Pakistan has escaped the hangman’s noose in the Financial Action Task Force (FATF) for now, the noose being inclusion in the “black list” thanks to opposition from China, Turkey and Malaysia. So Pakistan remains in the “grey list” for now, but this could change as early as October if Islamabad fails to show progress on 27 indicators covering terrorist financing and money laundering. These indicators formed part of the FATF action plan given to Pakistan in June last year, which was reviewed at a meeting of the body in Orlando, Florida this week.
The FATF found no clarity on key issues including the reported $7 million given by the Pakistani federal and provincial governments to maintain schools, madrasas and clinics originally belonging to the Lashkar-e-Toiba and its front the Jamaat-ud-Dawa, the Jaish-e-Mohammad and its front Falah Insaniyat.
Questions were also raised about why Lashkar and Jaish terrorists were not arrested under terrorism laws, instead they were held under the Maintenance of Public Order Act which requires their release after 60 days.
Islamabad has three months to get its act together and show credible movement on the action plan. In public, Pakistani diplomats claimed the day’s development was a victory but ever since China lifted the block in the UN Security Council on the listing of Jaish chief Masood Azhar as a terrorist, there could be growing concerns over Beijing’s future inclinations.
Beijing’s decision to lift its “technical hold” on Masood Azhar at the UNSC would not have come as a surprise. But it also indicated Beijing saw no purpose in continuing to back its “Iron brother” on Masood Azhar, when it was internationally isolated on the issue. The same could happen in October if Islamabad fails to deliver on the action plan.
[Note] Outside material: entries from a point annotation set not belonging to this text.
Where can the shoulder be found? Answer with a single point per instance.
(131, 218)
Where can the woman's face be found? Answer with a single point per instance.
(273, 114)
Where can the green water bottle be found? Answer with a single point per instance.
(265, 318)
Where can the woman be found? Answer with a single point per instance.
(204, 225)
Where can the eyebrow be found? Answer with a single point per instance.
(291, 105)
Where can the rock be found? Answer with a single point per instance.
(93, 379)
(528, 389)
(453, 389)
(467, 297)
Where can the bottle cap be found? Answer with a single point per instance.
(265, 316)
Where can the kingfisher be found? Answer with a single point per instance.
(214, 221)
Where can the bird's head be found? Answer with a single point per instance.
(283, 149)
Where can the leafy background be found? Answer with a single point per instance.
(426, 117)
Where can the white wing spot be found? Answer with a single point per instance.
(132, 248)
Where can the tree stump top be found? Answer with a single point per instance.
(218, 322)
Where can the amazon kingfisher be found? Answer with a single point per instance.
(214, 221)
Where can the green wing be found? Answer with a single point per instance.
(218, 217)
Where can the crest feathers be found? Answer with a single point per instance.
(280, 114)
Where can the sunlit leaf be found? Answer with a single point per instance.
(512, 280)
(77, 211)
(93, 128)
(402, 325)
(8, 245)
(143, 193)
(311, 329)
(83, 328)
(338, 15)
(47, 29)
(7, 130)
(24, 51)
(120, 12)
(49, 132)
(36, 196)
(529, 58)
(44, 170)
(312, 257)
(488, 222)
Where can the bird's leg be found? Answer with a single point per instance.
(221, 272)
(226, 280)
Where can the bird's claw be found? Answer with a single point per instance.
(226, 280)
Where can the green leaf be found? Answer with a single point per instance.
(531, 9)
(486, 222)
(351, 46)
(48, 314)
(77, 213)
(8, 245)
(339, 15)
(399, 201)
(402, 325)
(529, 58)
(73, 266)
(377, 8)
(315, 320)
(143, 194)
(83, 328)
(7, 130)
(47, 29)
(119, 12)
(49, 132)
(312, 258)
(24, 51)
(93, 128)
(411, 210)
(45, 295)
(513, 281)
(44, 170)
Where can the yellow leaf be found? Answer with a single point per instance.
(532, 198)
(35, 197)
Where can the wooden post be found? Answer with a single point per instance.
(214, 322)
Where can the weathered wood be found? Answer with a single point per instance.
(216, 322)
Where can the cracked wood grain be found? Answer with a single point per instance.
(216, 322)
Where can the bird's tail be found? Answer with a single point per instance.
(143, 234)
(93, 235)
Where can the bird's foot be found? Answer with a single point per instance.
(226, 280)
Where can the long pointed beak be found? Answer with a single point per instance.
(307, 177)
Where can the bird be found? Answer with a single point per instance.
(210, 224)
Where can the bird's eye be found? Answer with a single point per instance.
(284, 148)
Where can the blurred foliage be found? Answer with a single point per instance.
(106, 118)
Further, India who is the co-chair of the Asia-Pacific Group to monitor compliance by Pakistan, has mounted increasing pressure on Pakistan to act against terror elements operating from its soil. With its fate hanging in the balance, Islamabad will need to take some concrete measures as it cannot afford being pushed into the FATF black list. That would mean even more downgrading by the IMF, World Bank and ADB besides reduction in risk ratings by Moody’s among other agencies. It could spell collapse of the Pakistani economy.